Stacy Antonel used to make music under the name Ginger Cowgirl. She didn’t want to be pigeonholed as a country artist, however, so she started using her real name and expanding her sound. You can hear her growth on Always The Outsider, a collection of songs with twangy DNA that are completely untethered to tradition. The 11 tracks here incorporate pop, soul, jazz, and Western swing, and they’re so light and airy, they feel like they could float away at any moment.

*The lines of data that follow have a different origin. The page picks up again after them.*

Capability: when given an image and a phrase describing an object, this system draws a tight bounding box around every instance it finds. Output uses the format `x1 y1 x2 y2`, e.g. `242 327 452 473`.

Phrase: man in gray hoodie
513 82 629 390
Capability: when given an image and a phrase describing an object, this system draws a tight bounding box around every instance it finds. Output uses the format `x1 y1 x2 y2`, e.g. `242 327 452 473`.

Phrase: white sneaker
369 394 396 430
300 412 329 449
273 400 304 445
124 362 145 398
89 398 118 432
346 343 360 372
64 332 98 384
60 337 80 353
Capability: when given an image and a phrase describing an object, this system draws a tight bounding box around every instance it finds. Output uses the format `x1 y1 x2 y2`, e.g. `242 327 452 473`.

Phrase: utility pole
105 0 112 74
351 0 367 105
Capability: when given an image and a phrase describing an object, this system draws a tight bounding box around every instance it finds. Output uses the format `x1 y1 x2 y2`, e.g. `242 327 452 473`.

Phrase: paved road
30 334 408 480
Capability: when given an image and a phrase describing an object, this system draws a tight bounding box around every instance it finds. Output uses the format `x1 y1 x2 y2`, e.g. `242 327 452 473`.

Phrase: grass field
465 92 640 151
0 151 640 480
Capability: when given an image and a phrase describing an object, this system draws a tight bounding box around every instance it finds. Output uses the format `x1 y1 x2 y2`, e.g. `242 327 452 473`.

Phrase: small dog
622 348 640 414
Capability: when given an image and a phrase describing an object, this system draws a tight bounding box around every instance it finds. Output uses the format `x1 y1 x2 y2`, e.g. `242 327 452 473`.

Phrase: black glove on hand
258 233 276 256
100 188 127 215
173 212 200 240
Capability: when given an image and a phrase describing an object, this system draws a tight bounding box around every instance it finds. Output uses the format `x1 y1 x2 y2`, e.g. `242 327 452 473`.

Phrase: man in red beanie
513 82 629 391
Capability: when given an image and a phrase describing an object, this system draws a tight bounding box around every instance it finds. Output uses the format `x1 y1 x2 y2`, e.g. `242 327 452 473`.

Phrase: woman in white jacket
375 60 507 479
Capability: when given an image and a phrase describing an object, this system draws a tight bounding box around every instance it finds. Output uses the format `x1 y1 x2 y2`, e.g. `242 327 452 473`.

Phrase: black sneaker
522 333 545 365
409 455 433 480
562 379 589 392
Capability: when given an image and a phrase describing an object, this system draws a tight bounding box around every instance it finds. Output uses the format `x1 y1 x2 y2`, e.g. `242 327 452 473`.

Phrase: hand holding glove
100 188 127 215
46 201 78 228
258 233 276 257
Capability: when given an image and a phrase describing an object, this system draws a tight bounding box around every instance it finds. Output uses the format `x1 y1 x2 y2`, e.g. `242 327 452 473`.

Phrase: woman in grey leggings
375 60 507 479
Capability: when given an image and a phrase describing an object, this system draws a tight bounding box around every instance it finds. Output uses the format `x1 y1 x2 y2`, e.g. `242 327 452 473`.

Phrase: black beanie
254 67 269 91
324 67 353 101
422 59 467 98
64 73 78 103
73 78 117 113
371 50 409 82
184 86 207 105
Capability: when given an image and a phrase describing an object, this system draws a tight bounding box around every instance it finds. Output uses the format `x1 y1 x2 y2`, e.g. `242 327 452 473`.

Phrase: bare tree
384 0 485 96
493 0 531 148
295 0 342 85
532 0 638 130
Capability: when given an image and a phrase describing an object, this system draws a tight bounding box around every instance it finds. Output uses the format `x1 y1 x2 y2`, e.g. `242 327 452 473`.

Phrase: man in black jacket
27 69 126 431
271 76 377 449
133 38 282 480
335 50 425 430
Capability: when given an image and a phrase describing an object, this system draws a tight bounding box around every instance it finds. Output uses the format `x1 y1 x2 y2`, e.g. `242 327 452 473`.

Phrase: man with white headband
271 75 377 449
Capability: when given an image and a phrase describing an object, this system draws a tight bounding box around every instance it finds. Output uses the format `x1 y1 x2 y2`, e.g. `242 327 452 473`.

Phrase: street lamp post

Antonel’s take on country is relentlessly modern and fresh.

IV and The Strange Band
Southern Circus

Let’s get this out of the way: “IV” is Coleman Williams, aka “Four,” aka the son of Hank Williams III, the grandson of Hank Williams Jr. and the great-grandson of arguably the most important and influential country music artist of all time. In other words, Coleman’s got the bloodlines, but he’s also got the pressure that comes with those bloodlines. He acquits himself nicely on Southern Circus, which offers a blend of simmering country and Southern punk rock that feels like it could tumble off the tracks at any moment. It never does, though, and damn if that ain’t satisfying.

Joan Shelley
The Spur

Merch for this release:
Vinyl LP, Compact Disc (CD)

It is very difficult to assess where Joan Shelley’s latest album fits within her catalog, not because it’s markedly different from her previous work, but because the Kentucky singer-songwriter’s last three albums—2015’s Over and Even, 2017’s self-titled, and 2019’s Like the River Loves the Sea—constitute a world-class hot streak. What we can say is this: Shelley’s songs remain quiet, contemplative, and comforting, with well-said wisdom and worries threaded through her winsome melodies. Regardless of its rank, The Spur documents one of our great songwriters at the height of her powers.

Michaela Anne
Oh To Be That Free

Merch for this release:
Compact Disc (CD), Vinyl LP

Like a lot of people, Nashville singer-songwriter Michaela Anne‘s been through a lot the past few years, including pregnancy and childbirth, her mother’s near-death experience and, of course, a global pandemic. Unlike a lot of people, she processes these life-altering events by writing songs that straddle the line between country twang and sweeping pop music, a la Kacey Musgraves. Oh To Be That Free is the sound of a promising artist in full bloom, even as she questions where she has been and where she’s headed.

Daniel Sherrill
From A Heritage Tree

Merch for this release:
Compact Disc (CD)

Daniel Sherrill lives in Ashland, Oregon, where he plays in multiple bands and helps bring elaborate stage productions to life for the town’s famed Shakespeare festival. But his solo music is a decidedly minimalist affair. From A Heritage Tree might not even exist if it weren’t for pandemic isolation and a gifted banjo. As it is, the album was recorded in a week, and it features one guy playing traditional songs on one banjo. That’s it. It’s simple, it’s beautiful and it puts the focus on the sound of the instrument, Sherrill’s skills as a player and ten timeless tunes.

Marty Bush and Natalie Prauser
Cabin Sessions Volume One

Kansas City country crooner Marty Bush has already placed one album in our Best of Country column. Now here’s his second of the year, this time in collaboration with singer-songwriter Natalie Prauser, who’s from the Kansas side of town. Together, they holed up in a Tennessee cabin and recorded ten classic tunes either written or made famous by folks like Dolly Parton, Townes Van Zandt, Gram Parsons, Loretta Lynn, and Dwight Yoakam. It’s tough to screw up songs this good, and to Bush and Prauser’s credit, they don’t.